Une simple question d’humanité. Être citoyenne française n’est pas un vain mot. C’est respecter tous ceux qui font partie de notre nation, qui l’aiment, et donc cela veut dire les défendre face à toutes les formes d’injustice.

 

Y a-t-il un événement, une rencontre ou une histoire qui vous a particulièrement touchée dans votre engagement contre l’antisémitisme et pour Israël ?

Je suis née à Aix-les-Bains où se trouve, je crois, l’une des plus grandes écoles talmudiques d’Europe. J’ai toujours vécu en harmonie avec toutes les communautés et notamment avec la communauté juive. Mes parents, fils d’immigrés italiens, m’ont enseigné l’ouverture aux autres et l’amour de la France. Eux-mêmes, et surtout leurs parents qui ont quitté l’Italie pour fuir le fascisme, ont été victimes de racisme, d’ostracisation. C’est sans doute ce qui me rend allergique à la moindre injustice !

 

Quelles réactions du public – positives ou négatives – vos prises de position vous ont-elles values ?

Je ne lis rien de ce qui circule me concernant sur les réseaux sociaux, ce qui me protège fort heureusement. Mais ce qui me touche infiniment, c’est la réaction de ceux que je croise dans la rue et qui me remercient pour mes prises de position. Chaque rencontre, chaque merci, chaque sourire me touche au plus profond de mon être. J’ai les larmes aux yeux en évoquant ces multiples et chaleureux témoignages qui ponctuent mon quotidien comme des petites lumières.

 

Le Premier ministre israélien vous a accordé une longue interview en octobre 2024, ce qui est une marque de confiance de sa part. Quelles ont été les réactions de vos collègues des médias ou même des politiques à cet entretien ? Cela a-t-il eu des répercussions sur votre carrière ?

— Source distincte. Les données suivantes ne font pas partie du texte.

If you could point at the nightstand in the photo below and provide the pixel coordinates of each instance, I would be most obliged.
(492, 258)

Cet entretien était important à réaliser pour notre chaîne CNews. J’ai pu le mener en toute liberté et le Premier ministre israélien a répondu à toutes mes questions, même celles qui pouvaient lui déplaire. Peu m’importe la réaction de mes confères. En revanche, à mon retour à Paris, j’ai reçu de nombreuses menaces de mort qui ont été surveillées de près par le ministère de l’Intérieur – heureusement, sans aboutir à ce que je sois mise sous protection policière. J’ai l’habitude de ces menaces. Rien ne m’empêchera de faire mon métier.

 

Qu’aimeriez-vous que le public retienne de votre engagement ?

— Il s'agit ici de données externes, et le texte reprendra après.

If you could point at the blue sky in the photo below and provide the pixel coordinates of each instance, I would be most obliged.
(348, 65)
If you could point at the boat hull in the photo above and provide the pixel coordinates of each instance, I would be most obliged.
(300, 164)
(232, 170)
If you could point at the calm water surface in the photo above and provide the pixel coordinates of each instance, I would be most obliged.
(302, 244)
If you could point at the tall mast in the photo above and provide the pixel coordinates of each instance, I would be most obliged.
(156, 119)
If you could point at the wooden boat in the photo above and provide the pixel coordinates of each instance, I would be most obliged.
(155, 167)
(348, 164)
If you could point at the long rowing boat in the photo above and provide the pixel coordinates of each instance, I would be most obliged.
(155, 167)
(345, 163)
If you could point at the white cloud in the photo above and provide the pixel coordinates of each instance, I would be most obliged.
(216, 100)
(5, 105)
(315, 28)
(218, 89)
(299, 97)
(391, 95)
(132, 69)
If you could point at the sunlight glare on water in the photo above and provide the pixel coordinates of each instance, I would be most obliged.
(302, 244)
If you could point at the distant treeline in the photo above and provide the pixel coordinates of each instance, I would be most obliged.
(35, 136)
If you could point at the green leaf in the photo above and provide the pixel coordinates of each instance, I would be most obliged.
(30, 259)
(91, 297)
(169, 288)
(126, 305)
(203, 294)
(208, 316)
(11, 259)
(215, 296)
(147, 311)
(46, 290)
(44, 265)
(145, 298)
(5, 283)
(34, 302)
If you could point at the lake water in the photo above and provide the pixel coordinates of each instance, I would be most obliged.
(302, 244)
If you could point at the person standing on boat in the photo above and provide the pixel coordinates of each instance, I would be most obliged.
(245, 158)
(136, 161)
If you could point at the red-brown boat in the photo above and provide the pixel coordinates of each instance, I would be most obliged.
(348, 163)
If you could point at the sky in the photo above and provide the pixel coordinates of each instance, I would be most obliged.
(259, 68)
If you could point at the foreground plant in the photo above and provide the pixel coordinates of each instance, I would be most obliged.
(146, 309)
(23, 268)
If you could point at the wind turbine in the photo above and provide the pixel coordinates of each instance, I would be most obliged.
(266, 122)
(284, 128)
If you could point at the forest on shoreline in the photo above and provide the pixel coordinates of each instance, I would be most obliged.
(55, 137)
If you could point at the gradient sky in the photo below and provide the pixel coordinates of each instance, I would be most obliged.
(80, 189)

Qu’il est sincère, profond et durable. Je me tiendrai toujours à vos côtés.

 

Propos recueillis par Emmanuelle Adda pour AJ Mag janvier 2026

 

Bio express

Laurence Ferrari, née le 5 juillet 1966 à Aix-les-Bains (Savoie), est une journaliste et animatrice de télévision française. Présentatrice du Journal de 20 heures sur TF1, elle a aussi animé des émissions politiques et de société sur Canal+, Le Grand 8 et Punchline sur D8, et Tirs croisés sur I-Télé. Depuis janvier 2018, elle anime les émissions politiques Punchline sur CNews et Le Grand rendez-vous, en partenariat avec Europe 1. Elle anime également La Playlist CNews. Et depuis septembre 2022, elle est rédactrice en chef politique de Paris Match.